Surveillance task optimized by Evolutionary shared Tabu Inverted Ant Cellular Automata Model for swarm robotics navigation control

Swarm robotics is an area of research that has attracted several researchers. This field is part of the collective robotics approach that is inspired by the self-organized behaviors of social animals. From interactions between agents, guided by simple rules, it is possible to design emerging collective behaviors capable of performing complex tasks in an organized manner, for the coordination and control of a large number of robots. In this article, we proposed a new model that combines different techniques of natural and evolutionary computing: we mainly focus on ideas and concepts about cellular automata, social pedestrians behavior in evacuation, genetic algorithms, inverted pheromone from ant colonies and Tabu search, as hybrid search mechanism. The objective of this new model is to provide an advance of surrogate techniques for swarm robotics as a field of science and engineering and that may be relevant to deal with the robotic surveillance task.
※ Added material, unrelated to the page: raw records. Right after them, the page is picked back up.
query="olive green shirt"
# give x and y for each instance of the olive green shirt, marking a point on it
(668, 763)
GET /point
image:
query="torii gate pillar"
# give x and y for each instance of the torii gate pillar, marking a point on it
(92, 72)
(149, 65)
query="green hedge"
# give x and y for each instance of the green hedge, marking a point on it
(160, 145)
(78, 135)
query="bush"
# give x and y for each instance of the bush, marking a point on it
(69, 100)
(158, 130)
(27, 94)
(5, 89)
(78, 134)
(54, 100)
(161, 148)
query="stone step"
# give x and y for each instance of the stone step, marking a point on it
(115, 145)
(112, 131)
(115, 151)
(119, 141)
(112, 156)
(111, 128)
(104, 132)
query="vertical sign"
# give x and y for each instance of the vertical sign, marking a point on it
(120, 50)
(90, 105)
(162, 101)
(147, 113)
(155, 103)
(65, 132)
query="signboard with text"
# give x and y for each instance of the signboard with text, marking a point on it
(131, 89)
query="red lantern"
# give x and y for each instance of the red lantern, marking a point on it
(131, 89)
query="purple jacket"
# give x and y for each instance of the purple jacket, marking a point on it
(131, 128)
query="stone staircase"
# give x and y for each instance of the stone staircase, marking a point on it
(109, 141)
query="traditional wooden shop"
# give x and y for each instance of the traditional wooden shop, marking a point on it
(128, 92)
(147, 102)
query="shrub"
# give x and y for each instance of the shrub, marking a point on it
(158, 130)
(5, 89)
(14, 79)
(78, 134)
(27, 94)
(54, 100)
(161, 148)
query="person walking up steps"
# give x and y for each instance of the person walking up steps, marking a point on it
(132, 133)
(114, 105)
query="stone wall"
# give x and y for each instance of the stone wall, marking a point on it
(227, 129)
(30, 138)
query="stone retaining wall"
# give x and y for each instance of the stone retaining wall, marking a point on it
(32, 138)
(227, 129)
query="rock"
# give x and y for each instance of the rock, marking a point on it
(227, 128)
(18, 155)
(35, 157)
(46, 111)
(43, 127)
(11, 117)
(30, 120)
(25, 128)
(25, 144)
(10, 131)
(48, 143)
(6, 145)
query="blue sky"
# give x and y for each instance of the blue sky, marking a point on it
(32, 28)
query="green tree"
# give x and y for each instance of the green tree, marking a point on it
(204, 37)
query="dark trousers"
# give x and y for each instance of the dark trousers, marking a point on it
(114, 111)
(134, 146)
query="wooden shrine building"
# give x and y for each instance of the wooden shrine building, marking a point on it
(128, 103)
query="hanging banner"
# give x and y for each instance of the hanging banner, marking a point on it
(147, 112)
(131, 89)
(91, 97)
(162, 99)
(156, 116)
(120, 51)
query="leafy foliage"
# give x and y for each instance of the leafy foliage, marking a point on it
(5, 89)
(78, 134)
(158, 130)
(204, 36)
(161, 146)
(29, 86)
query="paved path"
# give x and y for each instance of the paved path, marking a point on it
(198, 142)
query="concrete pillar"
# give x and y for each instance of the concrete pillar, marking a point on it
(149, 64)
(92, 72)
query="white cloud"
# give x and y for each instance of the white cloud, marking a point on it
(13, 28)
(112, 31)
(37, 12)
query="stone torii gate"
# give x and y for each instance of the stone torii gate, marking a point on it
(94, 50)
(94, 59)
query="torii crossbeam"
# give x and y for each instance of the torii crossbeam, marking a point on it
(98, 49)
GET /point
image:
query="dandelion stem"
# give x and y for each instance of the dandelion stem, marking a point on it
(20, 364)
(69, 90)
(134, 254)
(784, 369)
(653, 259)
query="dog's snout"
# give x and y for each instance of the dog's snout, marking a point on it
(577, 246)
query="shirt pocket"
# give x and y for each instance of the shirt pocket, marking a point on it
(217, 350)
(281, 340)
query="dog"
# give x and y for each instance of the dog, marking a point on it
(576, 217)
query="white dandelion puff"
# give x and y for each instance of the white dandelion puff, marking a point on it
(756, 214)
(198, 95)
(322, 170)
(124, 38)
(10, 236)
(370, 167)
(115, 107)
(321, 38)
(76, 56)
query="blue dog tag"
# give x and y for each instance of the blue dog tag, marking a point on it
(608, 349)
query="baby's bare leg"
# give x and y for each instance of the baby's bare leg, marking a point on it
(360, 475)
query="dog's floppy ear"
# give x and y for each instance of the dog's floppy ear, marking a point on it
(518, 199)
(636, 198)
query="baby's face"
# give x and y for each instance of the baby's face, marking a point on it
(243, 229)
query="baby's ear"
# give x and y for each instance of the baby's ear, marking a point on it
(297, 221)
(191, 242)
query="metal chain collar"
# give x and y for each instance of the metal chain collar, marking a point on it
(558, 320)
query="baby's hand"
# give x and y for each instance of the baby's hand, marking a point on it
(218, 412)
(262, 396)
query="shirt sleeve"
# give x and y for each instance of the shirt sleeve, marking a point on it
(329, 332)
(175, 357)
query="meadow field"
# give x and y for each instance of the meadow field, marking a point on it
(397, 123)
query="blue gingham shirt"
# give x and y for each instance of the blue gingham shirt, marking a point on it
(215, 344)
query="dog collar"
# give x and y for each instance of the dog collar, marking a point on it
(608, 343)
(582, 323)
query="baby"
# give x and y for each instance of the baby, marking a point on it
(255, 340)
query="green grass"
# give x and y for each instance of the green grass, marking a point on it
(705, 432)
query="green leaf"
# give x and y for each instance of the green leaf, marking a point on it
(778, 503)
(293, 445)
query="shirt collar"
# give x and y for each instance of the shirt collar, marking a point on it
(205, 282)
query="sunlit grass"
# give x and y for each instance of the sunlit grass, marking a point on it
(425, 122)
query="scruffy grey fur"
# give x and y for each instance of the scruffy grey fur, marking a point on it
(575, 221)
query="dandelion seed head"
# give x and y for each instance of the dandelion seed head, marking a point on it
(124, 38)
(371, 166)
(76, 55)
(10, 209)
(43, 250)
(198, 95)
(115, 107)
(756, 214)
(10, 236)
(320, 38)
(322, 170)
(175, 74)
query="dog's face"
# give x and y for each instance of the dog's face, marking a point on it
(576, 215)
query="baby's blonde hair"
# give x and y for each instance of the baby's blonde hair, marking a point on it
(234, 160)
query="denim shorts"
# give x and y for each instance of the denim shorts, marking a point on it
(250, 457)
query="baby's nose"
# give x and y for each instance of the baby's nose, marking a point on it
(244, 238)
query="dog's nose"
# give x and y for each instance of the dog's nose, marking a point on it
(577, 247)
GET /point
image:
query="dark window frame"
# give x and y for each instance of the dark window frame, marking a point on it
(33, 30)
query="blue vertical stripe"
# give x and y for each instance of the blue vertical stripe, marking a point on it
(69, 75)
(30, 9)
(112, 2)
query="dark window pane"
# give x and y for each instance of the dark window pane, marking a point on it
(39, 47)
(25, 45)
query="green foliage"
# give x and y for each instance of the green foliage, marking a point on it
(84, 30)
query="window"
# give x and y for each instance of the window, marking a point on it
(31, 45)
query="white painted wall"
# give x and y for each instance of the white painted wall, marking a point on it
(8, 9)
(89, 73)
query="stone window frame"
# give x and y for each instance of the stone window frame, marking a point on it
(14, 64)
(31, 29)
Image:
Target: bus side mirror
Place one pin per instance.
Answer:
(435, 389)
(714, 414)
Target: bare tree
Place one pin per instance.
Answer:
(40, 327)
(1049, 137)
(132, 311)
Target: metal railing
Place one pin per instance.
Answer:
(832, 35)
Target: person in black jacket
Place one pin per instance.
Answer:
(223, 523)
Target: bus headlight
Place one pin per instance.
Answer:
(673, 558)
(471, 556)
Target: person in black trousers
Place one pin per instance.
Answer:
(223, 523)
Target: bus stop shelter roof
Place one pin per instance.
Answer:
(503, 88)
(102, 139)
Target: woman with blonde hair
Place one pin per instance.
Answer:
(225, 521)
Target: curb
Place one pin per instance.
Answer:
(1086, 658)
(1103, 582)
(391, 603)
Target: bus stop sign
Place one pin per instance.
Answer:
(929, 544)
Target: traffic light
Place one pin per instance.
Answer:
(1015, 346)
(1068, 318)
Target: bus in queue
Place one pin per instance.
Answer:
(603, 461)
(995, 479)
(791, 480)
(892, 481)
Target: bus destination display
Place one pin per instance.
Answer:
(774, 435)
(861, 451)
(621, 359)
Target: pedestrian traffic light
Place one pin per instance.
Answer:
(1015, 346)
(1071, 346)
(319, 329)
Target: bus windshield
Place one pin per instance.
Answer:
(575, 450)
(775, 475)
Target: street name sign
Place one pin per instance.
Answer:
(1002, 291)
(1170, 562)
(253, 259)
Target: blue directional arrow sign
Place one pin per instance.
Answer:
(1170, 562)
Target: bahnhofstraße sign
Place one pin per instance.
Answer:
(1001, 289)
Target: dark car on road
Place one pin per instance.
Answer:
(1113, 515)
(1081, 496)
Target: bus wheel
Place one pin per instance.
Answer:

The new model is called Genetic Shared Tabu Inverted Ant Cellular Automata, or shortly GSTIACA. Initially, it was made a meta-optimization of the surrogate parameters through a genetic algorithm. Then, we apply these new parameters for hundreds steps in a robot control and navigation algorithm based on cellular automata techniques in different environments types. The system global search takes place at different times, one of which is based on the spread of pheromone in the environment and the other which is based on the memory sharing based on Tabu search. The novelty of this work is precisely the Tabu search application as a local and used as a shared global search algorithm. Besides that, we developed a new algorithm for swarm robotics that integrates different artificial intelligence techniques and natural computing not yet used all together in precursor works. In addition, we reduced the cost of processing the pheromone decline calculation using an asynchronous cellular-automaton. Later, we contrasted the new model in different situations, and saw that the new algorithm proposed here is better than its precursors. Finally, we did a test using the e-Puck architecture within the Webots simulation environment to prove that the mathematical model proposed herein is capable of being applied in the real world application.